Rangkaian kunjungan yang dimulai sejak 4 Maret 2026 ini mencakup wilayah strategis mulai dari Pangkalan Brandan, Pekanbaru, Dumai, Palembang, Cikarang, Surabaya, Semarang, hingga Balikpapan. Agenda ini sekaligus dirangkaikan dengan Safari Ramadan untuk memperkuat koordinasi di lapangan.
Direktur Utama Pertagas, Indra P Sembiring, menegaskan bahwa peninjauan ini krusial untuk memastikan sistem operasional dalam kondisi prima guna mendukung aktivitas masyarakat dan industri domestik saat momen lebaran.
Baca Juga: HUT ke-19 Pertagas: Mengalirkan Energi Lewat Renovasi Panti hingga Santunan Nasional
“Kami memastikan bahwa penyaluran pasokan energi tidak terhambat, untuk mendukung kelancaran berbagai aktivitas masyarakat dan konsumen industri domestik jelang Idulfitri,” ujar Indra.

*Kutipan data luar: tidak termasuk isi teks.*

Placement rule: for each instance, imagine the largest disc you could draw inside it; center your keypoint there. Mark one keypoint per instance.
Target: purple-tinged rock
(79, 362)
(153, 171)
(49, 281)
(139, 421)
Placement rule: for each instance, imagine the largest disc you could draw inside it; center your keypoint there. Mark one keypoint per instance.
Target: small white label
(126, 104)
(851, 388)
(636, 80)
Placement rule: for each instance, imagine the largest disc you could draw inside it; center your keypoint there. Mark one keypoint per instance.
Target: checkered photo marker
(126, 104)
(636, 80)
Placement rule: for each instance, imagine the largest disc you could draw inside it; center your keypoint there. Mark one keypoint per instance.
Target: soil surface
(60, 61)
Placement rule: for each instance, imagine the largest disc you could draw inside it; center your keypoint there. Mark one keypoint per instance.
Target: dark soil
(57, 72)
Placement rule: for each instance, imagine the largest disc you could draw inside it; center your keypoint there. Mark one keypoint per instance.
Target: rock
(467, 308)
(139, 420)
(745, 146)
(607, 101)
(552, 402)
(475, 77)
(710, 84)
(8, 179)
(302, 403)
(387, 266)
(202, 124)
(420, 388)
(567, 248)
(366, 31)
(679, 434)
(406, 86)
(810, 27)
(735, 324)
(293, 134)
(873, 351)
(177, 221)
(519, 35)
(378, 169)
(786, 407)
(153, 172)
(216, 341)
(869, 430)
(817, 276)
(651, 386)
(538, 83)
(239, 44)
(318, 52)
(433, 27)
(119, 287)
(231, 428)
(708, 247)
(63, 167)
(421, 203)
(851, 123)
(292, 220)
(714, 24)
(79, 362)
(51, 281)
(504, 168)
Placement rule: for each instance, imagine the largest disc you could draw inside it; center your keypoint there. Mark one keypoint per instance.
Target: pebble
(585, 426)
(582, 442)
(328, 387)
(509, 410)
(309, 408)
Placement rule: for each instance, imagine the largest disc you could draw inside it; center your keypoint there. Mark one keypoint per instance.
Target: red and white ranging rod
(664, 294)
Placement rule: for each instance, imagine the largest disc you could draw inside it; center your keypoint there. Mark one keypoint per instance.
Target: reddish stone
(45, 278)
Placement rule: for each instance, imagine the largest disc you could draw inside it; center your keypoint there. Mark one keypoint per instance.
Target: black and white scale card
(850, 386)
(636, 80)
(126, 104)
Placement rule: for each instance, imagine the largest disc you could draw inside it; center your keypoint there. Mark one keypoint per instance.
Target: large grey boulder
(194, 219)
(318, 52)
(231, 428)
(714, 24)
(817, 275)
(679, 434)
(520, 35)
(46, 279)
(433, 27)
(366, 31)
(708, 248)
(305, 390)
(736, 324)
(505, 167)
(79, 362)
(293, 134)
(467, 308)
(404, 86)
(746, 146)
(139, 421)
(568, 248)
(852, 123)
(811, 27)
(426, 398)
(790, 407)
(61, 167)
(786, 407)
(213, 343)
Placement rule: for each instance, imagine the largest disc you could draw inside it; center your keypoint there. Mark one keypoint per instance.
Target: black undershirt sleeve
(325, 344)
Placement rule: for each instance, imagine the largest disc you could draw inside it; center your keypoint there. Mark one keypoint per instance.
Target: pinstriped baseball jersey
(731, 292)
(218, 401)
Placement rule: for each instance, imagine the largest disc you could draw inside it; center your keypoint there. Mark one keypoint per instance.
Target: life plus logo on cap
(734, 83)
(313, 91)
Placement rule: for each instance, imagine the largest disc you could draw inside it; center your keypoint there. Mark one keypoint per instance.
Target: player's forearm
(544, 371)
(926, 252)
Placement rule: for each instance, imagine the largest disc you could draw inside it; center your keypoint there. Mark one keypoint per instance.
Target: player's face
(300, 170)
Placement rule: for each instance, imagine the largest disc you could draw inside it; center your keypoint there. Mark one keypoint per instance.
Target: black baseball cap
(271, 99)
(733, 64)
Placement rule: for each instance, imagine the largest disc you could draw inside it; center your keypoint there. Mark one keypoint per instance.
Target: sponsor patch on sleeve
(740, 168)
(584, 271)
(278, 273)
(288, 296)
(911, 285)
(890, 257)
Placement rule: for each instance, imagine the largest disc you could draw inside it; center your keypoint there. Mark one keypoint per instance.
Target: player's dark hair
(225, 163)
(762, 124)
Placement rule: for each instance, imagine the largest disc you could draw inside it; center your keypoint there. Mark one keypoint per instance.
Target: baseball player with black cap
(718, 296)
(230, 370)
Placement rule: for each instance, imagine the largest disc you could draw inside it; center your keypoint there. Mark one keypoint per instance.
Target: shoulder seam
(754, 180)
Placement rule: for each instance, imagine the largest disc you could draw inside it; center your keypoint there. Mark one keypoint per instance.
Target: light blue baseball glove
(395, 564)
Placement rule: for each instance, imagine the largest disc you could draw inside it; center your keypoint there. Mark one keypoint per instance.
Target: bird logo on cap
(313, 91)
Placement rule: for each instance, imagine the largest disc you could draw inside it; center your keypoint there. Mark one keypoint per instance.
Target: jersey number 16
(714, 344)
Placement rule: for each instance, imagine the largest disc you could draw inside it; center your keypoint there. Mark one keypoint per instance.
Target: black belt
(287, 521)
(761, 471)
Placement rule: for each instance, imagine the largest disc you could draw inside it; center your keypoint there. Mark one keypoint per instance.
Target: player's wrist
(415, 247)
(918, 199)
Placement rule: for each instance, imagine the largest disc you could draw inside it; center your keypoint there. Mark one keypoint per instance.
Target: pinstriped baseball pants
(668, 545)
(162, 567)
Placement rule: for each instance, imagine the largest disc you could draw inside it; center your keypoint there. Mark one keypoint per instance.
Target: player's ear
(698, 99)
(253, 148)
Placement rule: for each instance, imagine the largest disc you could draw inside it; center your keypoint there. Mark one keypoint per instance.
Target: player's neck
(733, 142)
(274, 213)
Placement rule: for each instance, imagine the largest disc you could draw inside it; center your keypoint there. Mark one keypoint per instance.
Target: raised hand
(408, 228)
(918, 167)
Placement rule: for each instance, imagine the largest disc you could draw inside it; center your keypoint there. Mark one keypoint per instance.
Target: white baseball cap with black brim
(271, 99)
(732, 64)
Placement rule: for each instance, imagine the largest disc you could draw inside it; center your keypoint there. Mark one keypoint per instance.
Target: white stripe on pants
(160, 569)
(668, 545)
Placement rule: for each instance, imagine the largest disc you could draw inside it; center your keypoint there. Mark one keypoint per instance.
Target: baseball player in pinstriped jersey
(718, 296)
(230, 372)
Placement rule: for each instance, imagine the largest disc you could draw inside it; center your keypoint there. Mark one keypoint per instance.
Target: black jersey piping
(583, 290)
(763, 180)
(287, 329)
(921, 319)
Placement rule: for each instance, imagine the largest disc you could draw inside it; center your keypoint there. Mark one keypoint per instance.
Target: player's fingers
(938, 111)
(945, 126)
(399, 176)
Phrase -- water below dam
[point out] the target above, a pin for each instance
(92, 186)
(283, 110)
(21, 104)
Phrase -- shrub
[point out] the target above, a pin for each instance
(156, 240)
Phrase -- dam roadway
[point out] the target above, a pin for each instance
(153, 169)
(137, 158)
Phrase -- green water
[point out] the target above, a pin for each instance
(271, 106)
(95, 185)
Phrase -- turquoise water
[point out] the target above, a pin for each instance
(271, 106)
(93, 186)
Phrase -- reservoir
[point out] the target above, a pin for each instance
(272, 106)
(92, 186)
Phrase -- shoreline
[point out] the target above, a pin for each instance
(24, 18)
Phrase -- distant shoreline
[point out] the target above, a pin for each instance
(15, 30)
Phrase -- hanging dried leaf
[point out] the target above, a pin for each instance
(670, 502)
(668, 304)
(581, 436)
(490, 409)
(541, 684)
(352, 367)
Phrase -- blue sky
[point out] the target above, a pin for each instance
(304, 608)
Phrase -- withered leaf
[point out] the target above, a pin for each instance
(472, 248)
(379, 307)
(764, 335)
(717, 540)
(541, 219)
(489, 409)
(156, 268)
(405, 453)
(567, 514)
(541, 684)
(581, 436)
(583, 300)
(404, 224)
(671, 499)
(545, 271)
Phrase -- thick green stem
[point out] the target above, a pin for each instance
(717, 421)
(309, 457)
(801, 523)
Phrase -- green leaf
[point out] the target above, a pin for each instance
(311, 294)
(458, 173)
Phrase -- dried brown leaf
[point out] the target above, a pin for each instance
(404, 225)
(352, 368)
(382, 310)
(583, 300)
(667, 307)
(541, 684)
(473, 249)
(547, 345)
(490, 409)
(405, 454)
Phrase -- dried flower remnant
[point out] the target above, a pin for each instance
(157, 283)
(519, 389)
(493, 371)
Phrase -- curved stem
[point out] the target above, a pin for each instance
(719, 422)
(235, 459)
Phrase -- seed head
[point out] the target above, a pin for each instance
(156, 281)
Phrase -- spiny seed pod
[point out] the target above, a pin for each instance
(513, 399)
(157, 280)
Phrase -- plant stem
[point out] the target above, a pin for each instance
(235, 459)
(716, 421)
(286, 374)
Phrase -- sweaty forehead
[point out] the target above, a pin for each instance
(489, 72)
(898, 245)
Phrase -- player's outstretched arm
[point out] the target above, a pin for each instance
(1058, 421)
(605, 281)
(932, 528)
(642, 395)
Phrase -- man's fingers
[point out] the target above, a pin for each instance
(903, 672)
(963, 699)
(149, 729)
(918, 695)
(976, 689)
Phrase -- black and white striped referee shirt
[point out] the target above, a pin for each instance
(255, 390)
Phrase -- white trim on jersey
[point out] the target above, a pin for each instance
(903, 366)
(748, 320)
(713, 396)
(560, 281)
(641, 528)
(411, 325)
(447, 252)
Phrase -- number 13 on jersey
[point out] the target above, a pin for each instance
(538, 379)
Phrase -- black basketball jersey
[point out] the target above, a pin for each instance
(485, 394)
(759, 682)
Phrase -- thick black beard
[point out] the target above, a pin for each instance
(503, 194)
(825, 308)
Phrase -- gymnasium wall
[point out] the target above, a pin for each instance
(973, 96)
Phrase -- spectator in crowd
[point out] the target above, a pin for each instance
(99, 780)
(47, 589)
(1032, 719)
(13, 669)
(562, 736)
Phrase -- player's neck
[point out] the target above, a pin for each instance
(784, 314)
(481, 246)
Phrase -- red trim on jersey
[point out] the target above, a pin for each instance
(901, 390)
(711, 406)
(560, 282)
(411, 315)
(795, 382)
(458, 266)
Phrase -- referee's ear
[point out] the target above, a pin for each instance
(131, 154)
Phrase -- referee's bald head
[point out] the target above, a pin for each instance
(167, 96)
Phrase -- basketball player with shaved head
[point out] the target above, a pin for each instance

Keandalan Operasional dan Kinerja Positif
Keandalan infrastruktur Pertagas didorong oleh performa bisnis yang tumbuh positif sepanjang 2025. Pada segmen transportasi gas, perusahaan mencatatkan volume penyaluran lebih dari 1.500 MMSCFD, naik 4 persen dibandingkan tahun sebelumnya.
Transportasi minyak juga menunjukkan tren impresif dengan capaian 174 ribu BOPD atau tumbuh 8 persen. Sementara itu, layanan regasifikasi meningkat 6 persen menjadi 155 BBTUD, dan produksi LPG naik 5 persen dengan volume penyaluran melampaui 450 ton per hari.